The Bank of Russia’s next scheduled interest rate decision had been due on Sept. 15. Asked earlier whether it might make an emergency hike from the current 8.5%, the central bank declined to comment.

Another key rate hike is coming, said Promsvyazbank analyst Denis Popov, following on from the central bank’s 100-basis-point increase on July 21.

“Roubles should become more expensive to limit demand, including for imports,” Popov said. The bank may also seek to limit the rouble liquidity surplus and even tighten rules on cross-border capital flows, he said.

The central bank has blamed the rouble’s slide on Russia’s shrinking current account surplus – down 85% year-on-year in January-July. On Monday, the bank said it saw no financial stability risks from the rouble’s weakening but that a rate hike was possible soon.

Higher interest rates would make life harder for borrowers, including companies and the government as it finances military operations in Ukraine.

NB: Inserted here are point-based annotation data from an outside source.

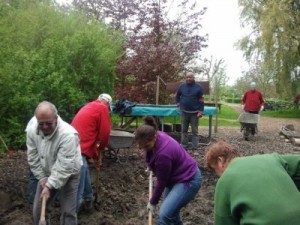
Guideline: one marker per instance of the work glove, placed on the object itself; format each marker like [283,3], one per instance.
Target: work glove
[43,181]
[151,207]
[262,108]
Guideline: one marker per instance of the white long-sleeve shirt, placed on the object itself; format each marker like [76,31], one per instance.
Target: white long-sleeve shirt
[56,156]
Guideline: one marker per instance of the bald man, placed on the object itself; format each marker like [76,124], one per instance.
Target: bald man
[54,158]
[190,101]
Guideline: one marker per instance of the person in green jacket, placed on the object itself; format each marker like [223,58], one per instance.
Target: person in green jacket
[256,190]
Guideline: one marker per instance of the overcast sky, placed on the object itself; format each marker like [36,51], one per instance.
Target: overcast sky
[221,23]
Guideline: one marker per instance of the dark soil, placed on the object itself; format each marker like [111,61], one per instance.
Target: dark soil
[123,191]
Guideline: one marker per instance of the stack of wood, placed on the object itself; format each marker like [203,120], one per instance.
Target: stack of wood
[288,133]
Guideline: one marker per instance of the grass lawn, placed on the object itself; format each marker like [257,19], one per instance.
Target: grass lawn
[291,113]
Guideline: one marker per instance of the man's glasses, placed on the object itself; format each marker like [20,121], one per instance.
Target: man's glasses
[47,124]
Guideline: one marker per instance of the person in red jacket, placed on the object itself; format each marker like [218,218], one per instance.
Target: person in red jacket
[253,101]
[93,124]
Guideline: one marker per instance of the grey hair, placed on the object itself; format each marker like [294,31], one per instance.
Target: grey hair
[46,104]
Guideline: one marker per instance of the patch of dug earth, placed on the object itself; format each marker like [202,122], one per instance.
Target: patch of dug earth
[123,191]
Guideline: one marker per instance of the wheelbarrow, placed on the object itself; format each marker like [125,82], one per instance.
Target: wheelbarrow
[118,140]
[248,123]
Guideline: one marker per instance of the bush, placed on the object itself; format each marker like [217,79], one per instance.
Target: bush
[233,100]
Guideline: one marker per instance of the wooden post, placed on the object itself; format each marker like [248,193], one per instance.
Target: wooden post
[157,90]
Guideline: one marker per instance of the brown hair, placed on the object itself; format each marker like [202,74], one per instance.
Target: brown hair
[147,131]
[220,149]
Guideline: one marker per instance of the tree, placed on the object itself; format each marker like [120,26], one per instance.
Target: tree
[47,54]
[156,44]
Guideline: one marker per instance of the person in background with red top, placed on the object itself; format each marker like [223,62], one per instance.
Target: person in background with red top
[253,101]
[93,125]
[178,176]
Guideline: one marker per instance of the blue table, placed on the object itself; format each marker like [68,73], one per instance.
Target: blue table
[163,111]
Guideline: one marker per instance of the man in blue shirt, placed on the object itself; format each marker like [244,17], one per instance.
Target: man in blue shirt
[190,101]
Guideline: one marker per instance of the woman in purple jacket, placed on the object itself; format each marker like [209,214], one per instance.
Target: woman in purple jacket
[178,175]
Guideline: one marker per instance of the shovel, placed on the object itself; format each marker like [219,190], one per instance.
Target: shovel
[150,195]
[43,209]
[98,164]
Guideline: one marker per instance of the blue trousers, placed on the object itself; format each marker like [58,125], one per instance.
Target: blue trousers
[68,194]
[176,198]
[186,120]
[85,189]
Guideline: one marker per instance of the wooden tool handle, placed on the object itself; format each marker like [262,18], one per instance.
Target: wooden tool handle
[43,209]
[150,195]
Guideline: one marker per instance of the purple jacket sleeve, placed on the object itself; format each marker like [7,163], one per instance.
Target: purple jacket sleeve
[163,172]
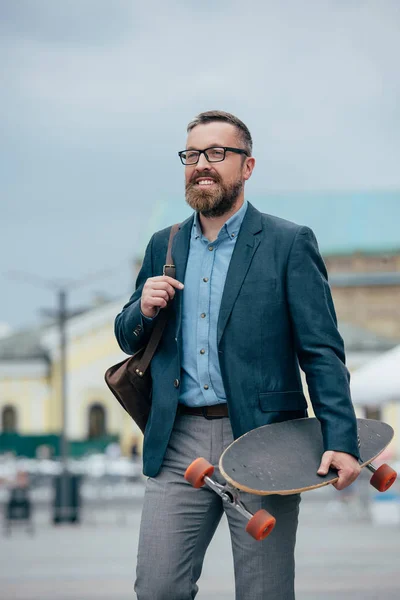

“People in Russia have always had a portfolio in hard currency and portfolio in roubles,” said Matt Vogel at FIM partners, adding that without efforts to support the currency there was more of an incentive to convert roubles into dollars or other currencies.

‘LAUGHING AT US’

Central Bank Governor Elvira Nabiullina won plaudits for her handling of the economy in the immediate aftermath of Russia’s invasion, but she may be being lined up as a scapegoat ahead of next March’s presidential election, as the weak rouble and stubbornly high inflation hurt consumers.

Popular pro-Kremlin television presenter Vladimir Solovyev, whose Rossiya 1 shows are watched by millions of Russians, launched into an aggressive, expletive-ridden criticism of the central bank late last week.

“…every other country is laughing at us, at our rouble being one of the three weakest currencies, thanks to the ‘genius’ policy of the central bank,” he said.

The population is feeling the pinch, too, according to Russians Reuters spoke to in Moscow on Monday.

“Of course, rising prices affect us, regular citizens, a lot,” said Ivan, a Moscow resident. “Because our salaries aren’t growing, and it takes a bite out of (what’s in) our wallets.”

‘DAMNING INDICTMENT’

The rouble has had a turbulent course since Russia invaded Ukraine, slumping to a record low of 120 against the dollar in March last year before recovering to a more than seven-year high a few months later, supported by capital controls and surging export revenues.

In the year leading up to the war, the rouble traded at around 74 to the dollar on average, with its movement dictated by factors like prices for oil, Russia’s major export, and susceptible to sharp geopolitics-induced swings.

“The weaker rouble is a damning indictment of Russia’s war on Ukraine,” Timothy Ash, a London-based senior sovereign strategist at BlueBay Asset Management, said in an email.

“It is being driven not only by lower energy receipts due to the loss of the bulk of the European gas business but also by the success of the G7 oil price cap, the much higher cost of imports due to sanctions and then continued capital flight.”

Last week, Russia effectively abandoned its budget rule, with the central bank halting the finance ministry’s FX purchases to try to reduce volatility. Analysts widely agreed that those measures alone were too minimal in scope to significantly support the currency.

“The central bank is not fully in control,” independent Moscow-based economist Ian Melkumov told Reuters.

He said the bank could hike rates drastically, as it did to 20% shortly after Russia began what it calls a “special military operation” in Ukraine. A move to even 15% would stop the rouble’s decline, he said, but it would come at a price.

“The central bank doesn’t want to kill the economy and businesses in the same way it had to last year,” he said.